Sweetness Poured Forth
The house was filled with the fragrance.
John 12:3 NLT
Our lives are a Christ-like fragrance rising up to God. But this fragrance is perceived differently by those who are being saved and by those who are perishing.
2 Cor. 2:15 NLT
You meet a Christian with a sweet spirit. You wonder when and where that godly nature was nurtured and developed. You compliment them and ask about their background. In the telling, they describe multiple trials and setbacks. Yet, they did not grow bitter, but better. They walked through their circumstances trusting God’s loving and gracious providence. They refused to believe that God was being unjust to them. They only could see God’s hand glorifying Christ in their midst. They found in their suffering their heart’s desire: more of Jesus. As a result, their character was transformed and a sweet spirit was developed. Their kindness, optimism, and faith rise up as a sweet fragrance of worship to God and an aroma of life to others.

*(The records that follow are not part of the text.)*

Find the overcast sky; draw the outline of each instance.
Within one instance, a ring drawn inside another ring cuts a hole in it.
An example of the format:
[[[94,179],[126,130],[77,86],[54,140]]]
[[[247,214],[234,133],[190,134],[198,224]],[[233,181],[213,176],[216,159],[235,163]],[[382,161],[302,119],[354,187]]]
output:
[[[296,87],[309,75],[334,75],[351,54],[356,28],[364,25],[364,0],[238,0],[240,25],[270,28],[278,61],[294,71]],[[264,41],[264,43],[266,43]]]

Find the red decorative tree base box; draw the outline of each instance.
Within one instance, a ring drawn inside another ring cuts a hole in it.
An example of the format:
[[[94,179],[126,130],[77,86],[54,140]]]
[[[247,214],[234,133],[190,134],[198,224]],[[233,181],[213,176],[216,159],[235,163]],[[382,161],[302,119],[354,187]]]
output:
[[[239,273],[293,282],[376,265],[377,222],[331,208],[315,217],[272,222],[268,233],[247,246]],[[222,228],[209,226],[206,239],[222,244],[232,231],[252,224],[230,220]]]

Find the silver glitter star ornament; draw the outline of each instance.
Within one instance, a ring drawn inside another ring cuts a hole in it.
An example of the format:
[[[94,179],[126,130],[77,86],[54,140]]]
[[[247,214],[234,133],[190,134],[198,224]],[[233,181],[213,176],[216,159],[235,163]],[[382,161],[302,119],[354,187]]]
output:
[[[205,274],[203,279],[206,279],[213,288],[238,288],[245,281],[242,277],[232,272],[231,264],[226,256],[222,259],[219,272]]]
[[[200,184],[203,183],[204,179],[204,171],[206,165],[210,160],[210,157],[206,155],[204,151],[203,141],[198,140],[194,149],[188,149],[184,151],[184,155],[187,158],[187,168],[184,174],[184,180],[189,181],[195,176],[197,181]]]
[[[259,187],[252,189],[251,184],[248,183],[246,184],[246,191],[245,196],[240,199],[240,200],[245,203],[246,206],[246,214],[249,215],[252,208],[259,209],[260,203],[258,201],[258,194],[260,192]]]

By the breaking of that flask and the anointing of the Lord Jesus, the house was pervaded with the sweetest fragrance (John 12:1). Everyone could smell it and none could be unaware of it. What is the significance of this?
Whenever you meet someone who has really suffered — someone who has gone through experiences with the Lord that have brought limitation, and who, instead of trying to break free in order to be ‘used,’ has been willing to be imprisoned by Him and has thus learned to find satisfaction in the Lord and nowhere else — then immediately you become aware of something.
Immediately your spiritual senses detect a sweet savour of Christ. Something has been crushed, something has been broken in that life, and so you smell the odor. The odor that filled the house that day in Bethany still fills the Church today; Mary’s fragrance never passes. It needed but one stroke to break the flask for the Lord, but that breaking and the fragrance of that anointing abides.
Watchman Nee, The Normal Christian Life (CLC, 1977).